By Susan Milius
Whether Paul Kirk was wearing a pointy party hat at the time, he’s not saying. But as 2012 loomed just a few minutes away, the mycologist cum biosystematist slipped upstairs to his office, logged in to a computer database of fungal names and, as fast as he could after midnight in England, celebrated the new year by publishing the name of a newly discovered fungus.
The coming of 2012 is quite a time to celebrate, or revile, for scientists naming algae, fungi or plants. Starting January 1, the latest revision of the international code governing these names allows two new options: skipping paper publishing and describing key features in English instead of Latin.
“Run for your lives! End of the world!” was the (tongue-in-cheek) title of a 2010 discussion of electronic publishing for nomenclature printed in the journal Taxon by botanist Sandra Knapp at the Natural History Museum in London and colleagues. The main fear has been that species descriptions will be lost as electronic technology whizzes forward. Try reading a floppy disk these days, skeptics moan.
Yet digital archiving by central repositories has become more sophisticated than the box of old floppies, Knapp says. And in July 2011, the international congress that meets every six years to revise the nomenclature code convened in Melbourne, Australia, and voted to accept certain forms of electronic publication.
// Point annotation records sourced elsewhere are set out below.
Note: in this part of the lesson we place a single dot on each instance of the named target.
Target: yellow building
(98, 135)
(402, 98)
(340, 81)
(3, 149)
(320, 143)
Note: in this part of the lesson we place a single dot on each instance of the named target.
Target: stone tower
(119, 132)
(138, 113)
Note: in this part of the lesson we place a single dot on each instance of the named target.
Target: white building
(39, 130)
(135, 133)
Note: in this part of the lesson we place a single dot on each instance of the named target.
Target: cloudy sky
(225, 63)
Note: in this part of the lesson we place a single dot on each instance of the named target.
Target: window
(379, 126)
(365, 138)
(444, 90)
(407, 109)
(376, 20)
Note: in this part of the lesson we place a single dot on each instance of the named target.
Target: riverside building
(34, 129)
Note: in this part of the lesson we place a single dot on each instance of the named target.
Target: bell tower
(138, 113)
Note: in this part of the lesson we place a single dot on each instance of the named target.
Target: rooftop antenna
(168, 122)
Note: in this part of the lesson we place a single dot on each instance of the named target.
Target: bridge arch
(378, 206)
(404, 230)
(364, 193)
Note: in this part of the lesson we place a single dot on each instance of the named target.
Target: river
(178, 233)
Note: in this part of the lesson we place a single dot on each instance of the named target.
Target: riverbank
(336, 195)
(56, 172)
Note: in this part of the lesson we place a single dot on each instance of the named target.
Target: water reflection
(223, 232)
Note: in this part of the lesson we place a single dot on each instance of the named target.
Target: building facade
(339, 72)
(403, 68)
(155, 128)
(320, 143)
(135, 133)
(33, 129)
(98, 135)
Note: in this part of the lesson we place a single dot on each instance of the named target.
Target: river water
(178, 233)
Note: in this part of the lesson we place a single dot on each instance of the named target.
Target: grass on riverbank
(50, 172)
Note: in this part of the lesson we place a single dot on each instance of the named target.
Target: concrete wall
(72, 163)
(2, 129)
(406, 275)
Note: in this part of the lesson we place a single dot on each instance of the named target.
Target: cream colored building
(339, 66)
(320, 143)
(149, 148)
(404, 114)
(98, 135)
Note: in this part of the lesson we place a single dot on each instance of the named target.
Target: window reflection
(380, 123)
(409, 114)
So Knapp and a colleague seized the day on January 1 with the electronic publication of a new southern African eggplant relative in the genus Solanum in the open access journal PhytoKeys.
The big news for nonbotanists, though, may be that through the end of 2011 a major group of taxonomists still had to describe at least the diagnostic traits in Latin for a scientific name to be considered valid.
The requirement to describe a new species in Latin lasted as long as it did “only because no one speaks it,” says Bill Buck of the New York Botanical Garden. Unlike English, he says, “Latin is an equal-opportunity discriminator.”
Botanical Latin has become its own language, Knapp says. A standard guide points out that routine phrasing for describing a stem and flowers would read to a classicist as “… stem conspicuously glistening like gold and reaching the age of puberty with the thin metal plates full of kernels, with the medicines made from flowers a little longer than the woman’s apartment ….”
The move to offer just English as an alternative for descriptive phrases ”raised some eyebrows,” says Brian Schrire of Royal Botanic Gardens, Kew in England. Names still must be in Latin, but Schrire predicts more proposals to allow descriptions in other languages.
Something needs to streamline the process of naming, though, he says. Botanists are probably only about halfway through describing the plants on Earth, with roughly 200,000 species described. Yet only about 2,000 names get published a year at the current pace. For the estimated millions of fungi, “they’ve barely scratched the surface,” Schrire says.
Kirk’s New Year’s nomenclature tests just how far researchers can go these days to bring new species to light. He’s not only publishing electronically, without peer review, but he’s also describing a fungus he has never even seen based just on DNA pulled from a cow effluent fermenter. Happy New Year indeed.